Grosso was known to have many ingenious even comical defenses. One caught the eye of businessman Malcolm Forbes after Grosso beat the IRS trying to hold his wife Angela responsible for his tax evasion crime:
After Anthony Grosso, an operator of an illegal numbers lottery, was caught and convicted, the IRS demanded that his wife, Angela, pony up the unpaid income tax on Anthony's huge illegal income. Though they had filed a joint return, her husband maintained that Angela knew nothing of the unreported sums. "Under the Italian custom, we have a way of not telling our wives anything. We don't want to hurt them," Grosso explained. The Tax Court agreed and rejected the IRS argument that Angela knew about her husband's "take."

===Politics===
Grosso had a brief foray into politics in the late 1970s. It was rumored Grosso backed the same man who was able to sentence him to jail earlier. Even though former PA state governor and US attorney general Dick Thornburgh denied Grosso's support many said Grosso spoke of spending over a million dollars on his campaign against former Pittsburgh Mayor Pete Flaherty. Grosso was said to have hired flying billboards to circle over Friday night football games saying "Don't elect a crook for governor Pennsylvania". The signs were thought to be referring to Pete Flaherty.

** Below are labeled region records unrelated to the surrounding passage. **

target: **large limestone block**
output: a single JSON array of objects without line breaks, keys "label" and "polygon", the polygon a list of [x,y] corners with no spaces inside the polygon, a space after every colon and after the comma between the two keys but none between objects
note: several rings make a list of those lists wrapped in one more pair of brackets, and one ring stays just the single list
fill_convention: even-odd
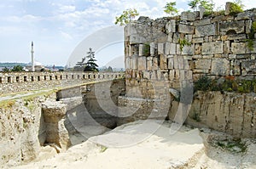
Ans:
[{"label": "large limestone block", "polygon": [[248,74],[256,75],[256,60],[242,60],[241,61],[242,75]]},{"label": "large limestone block", "polygon": [[166,54],[176,54],[176,44],[172,42],[166,43]]},{"label": "large limestone block", "polygon": [[173,69],[173,58],[168,58],[168,69],[172,70]]},{"label": "large limestone block", "polygon": [[244,33],[244,20],[220,22],[219,32],[221,35]]},{"label": "large limestone block", "polygon": [[156,46],[154,42],[150,42],[150,55],[154,56],[155,55],[156,51]]},{"label": "large limestone block", "polygon": [[202,54],[223,54],[223,42],[204,42],[201,47]]},{"label": "large limestone block", "polygon": [[198,12],[183,12],[181,14],[181,20],[194,21],[198,14]]},{"label": "large limestone block", "polygon": [[179,24],[178,31],[181,33],[194,34],[195,27],[192,25]]},{"label": "large limestone block", "polygon": [[130,67],[130,58],[125,58],[125,69],[129,70]]},{"label": "large limestone block", "polygon": [[153,70],[158,70],[158,58],[153,58]]},{"label": "large limestone block", "polygon": [[205,25],[209,25],[209,24],[211,24],[211,19],[204,19],[204,20],[196,20],[194,22],[195,26]]},{"label": "large limestone block", "polygon": [[201,59],[195,61],[195,69],[197,70],[209,70],[212,65],[212,60]]},{"label": "large limestone block", "polygon": [[212,59],[211,74],[228,76],[230,74],[230,61],[223,58]]},{"label": "large limestone block", "polygon": [[195,44],[190,46],[185,45],[183,48],[182,54],[193,55],[195,54]]},{"label": "large limestone block", "polygon": [[164,49],[165,49],[164,43],[158,43],[157,49],[158,49],[158,54],[164,54]]},{"label": "large limestone block", "polygon": [[148,70],[153,70],[153,57],[148,57],[147,58],[147,68]]},{"label": "large limestone block", "polygon": [[138,70],[147,70],[147,59],[146,57],[141,56],[138,57]]},{"label": "large limestone block", "polygon": [[46,142],[55,144],[61,150],[70,146],[68,132],[64,125],[67,105],[48,100],[43,104],[43,114],[46,124]]},{"label": "large limestone block", "polygon": [[131,58],[131,60],[132,60],[132,69],[137,70],[137,67],[138,67],[137,55],[133,55]]},{"label": "large limestone block", "polygon": [[167,58],[166,54],[160,54],[160,69],[166,70],[167,69]]},{"label": "large limestone block", "polygon": [[125,26],[126,36],[136,35],[137,30],[132,24],[127,24]]},{"label": "large limestone block", "polygon": [[176,32],[176,20],[171,20],[166,24],[166,28],[167,30],[167,33]]},{"label": "large limestone block", "polygon": [[217,34],[216,24],[195,26],[195,37],[203,37]]},{"label": "large limestone block", "polygon": [[246,43],[245,42],[232,42],[231,43],[231,52],[234,54],[246,54]]}]

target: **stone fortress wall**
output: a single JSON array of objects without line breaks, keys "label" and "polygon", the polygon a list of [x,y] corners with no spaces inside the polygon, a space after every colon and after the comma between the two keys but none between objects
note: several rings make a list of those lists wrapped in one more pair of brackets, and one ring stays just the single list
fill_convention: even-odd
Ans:
[{"label": "stone fortress wall", "polygon": [[[178,102],[170,90],[179,91],[204,75],[212,79],[255,81],[255,35],[251,48],[248,39],[256,9],[230,15],[228,8],[225,15],[218,16],[183,12],[180,17],[155,20],[140,17],[125,28],[126,95],[119,98],[119,104],[140,107],[128,121],[148,118],[152,112],[174,120]],[[171,103],[166,103],[169,97]],[[255,90],[197,93],[186,122],[253,138],[255,99]],[[163,107],[169,108],[168,115]]]},{"label": "stone fortress wall", "polygon": [[0,93],[67,87],[122,77],[123,72],[0,72]]}]

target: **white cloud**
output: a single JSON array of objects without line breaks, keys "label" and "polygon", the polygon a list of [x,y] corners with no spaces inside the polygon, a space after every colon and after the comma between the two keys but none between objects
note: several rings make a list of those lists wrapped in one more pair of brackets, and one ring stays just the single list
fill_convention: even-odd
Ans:
[{"label": "white cloud", "polygon": [[59,13],[70,13],[76,10],[76,7],[73,5],[61,5],[58,10]]},{"label": "white cloud", "polygon": [[65,39],[67,39],[67,40],[73,40],[72,36],[70,36],[68,33],[64,32],[62,31],[61,31],[60,33],[61,33],[61,37],[64,37]]}]

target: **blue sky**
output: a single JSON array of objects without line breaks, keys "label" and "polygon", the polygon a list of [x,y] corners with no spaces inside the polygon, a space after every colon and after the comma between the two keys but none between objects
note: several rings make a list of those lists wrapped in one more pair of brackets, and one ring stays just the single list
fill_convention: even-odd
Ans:
[{"label": "blue sky", "polygon": [[[36,60],[44,65],[65,65],[70,63],[81,42],[102,29],[114,25],[115,16],[136,8],[140,15],[150,18],[167,16],[166,0],[6,0],[0,3],[0,62],[30,61],[31,41],[34,42]],[[213,0],[216,7],[224,1]],[[188,9],[188,1],[179,0],[180,12]],[[253,7],[244,0],[245,8]],[[98,40],[90,39],[91,46]],[[96,58],[100,65],[123,54],[121,42],[102,47]],[[114,48],[113,48],[114,47]],[[101,48],[98,47],[98,48]],[[113,52],[113,48],[116,48]],[[86,53],[84,48],[84,54]],[[106,52],[104,52],[106,50]],[[113,54],[110,54],[111,51]],[[79,54],[81,58],[84,54]],[[79,56],[76,56],[79,58]]]}]

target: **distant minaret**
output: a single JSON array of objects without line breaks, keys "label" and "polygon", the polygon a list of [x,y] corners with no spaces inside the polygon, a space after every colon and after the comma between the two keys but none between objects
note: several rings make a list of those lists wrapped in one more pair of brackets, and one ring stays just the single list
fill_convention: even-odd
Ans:
[{"label": "distant minaret", "polygon": [[32,71],[35,71],[34,65],[34,44],[33,42],[31,43],[31,64],[32,64]]}]

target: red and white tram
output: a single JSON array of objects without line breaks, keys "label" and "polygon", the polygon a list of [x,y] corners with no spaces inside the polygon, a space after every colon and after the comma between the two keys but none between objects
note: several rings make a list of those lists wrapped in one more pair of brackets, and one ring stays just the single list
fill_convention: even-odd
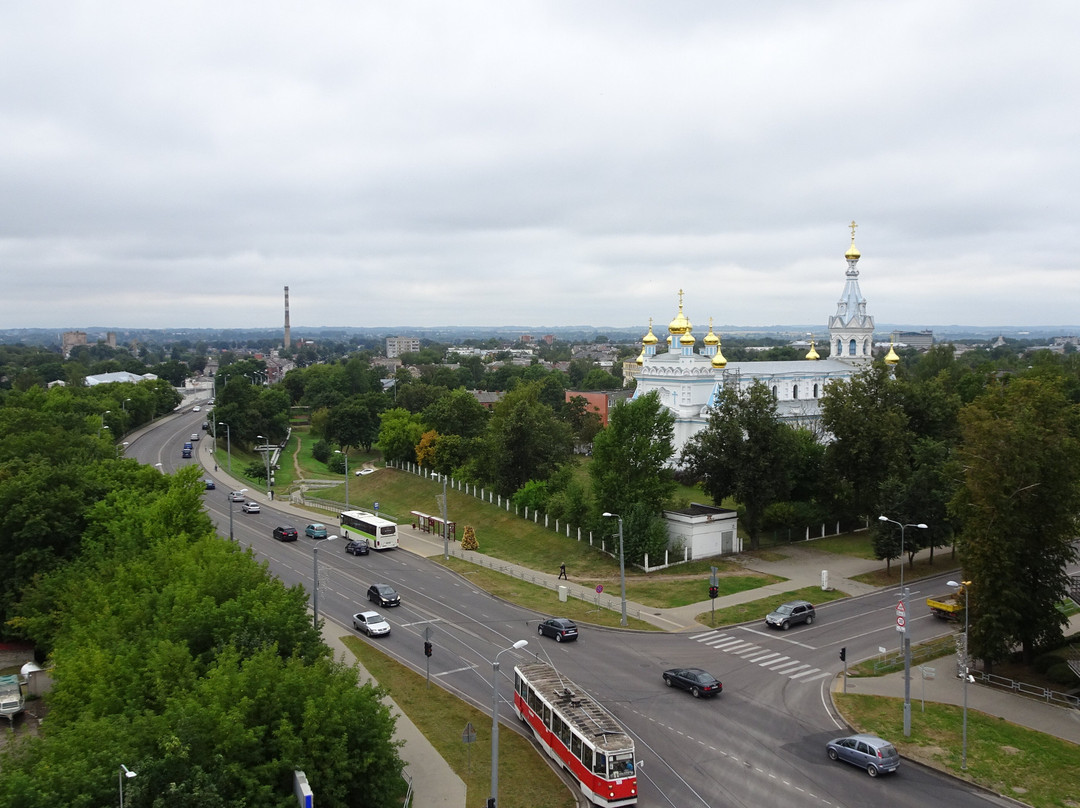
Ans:
[{"label": "red and white tram", "polygon": [[514,712],[595,805],[637,804],[634,741],[593,698],[551,665],[514,668]]}]

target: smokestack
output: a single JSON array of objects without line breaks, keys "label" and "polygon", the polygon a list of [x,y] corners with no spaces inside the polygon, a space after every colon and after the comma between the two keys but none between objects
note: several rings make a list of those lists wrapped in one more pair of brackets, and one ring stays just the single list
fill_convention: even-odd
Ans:
[{"label": "smokestack", "polygon": [[288,331],[288,286],[285,287],[285,348],[293,344],[293,336]]}]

While trying to gain his freedom in the early 1990s, Grosso became disappointed in Thornburgh with his lack of effort in aiding him in his release from jail. Some family member's felt Grosso was troubled by his treatment of Flaherty saying it was one of the only regrets of his life. In the end, Grosso always felt Flaherty was a "good Man" and spoke of his lapse in judgment days before his death. Grosso was never able to apologize to Flaherty before his passing. Grosso's involvement in the campaign probably cost Flaherty the Governorship. Time magazine reported the alleged antics of Grosso during the year of Flaherty's run.

Grosso is also mentioned on the downfall and investigation of Allegheny County District Attorney Robert Duggan in 1973.

===Marriage and children===
Tony and Angela Grosso were married on June 10, 1940. (She died in 1998.) The couple has one daughter, Patty, who resided in Upper St. Clair, Pennsylvania, with her husband, Carmine Bellini Jr., and their four children until she died January 1, 2016, at the age of 72.

===Death and afterward===
Grosso died August 12, 1994, at a prison medical center in Jeannette, Pennsylvania, with his family at his side.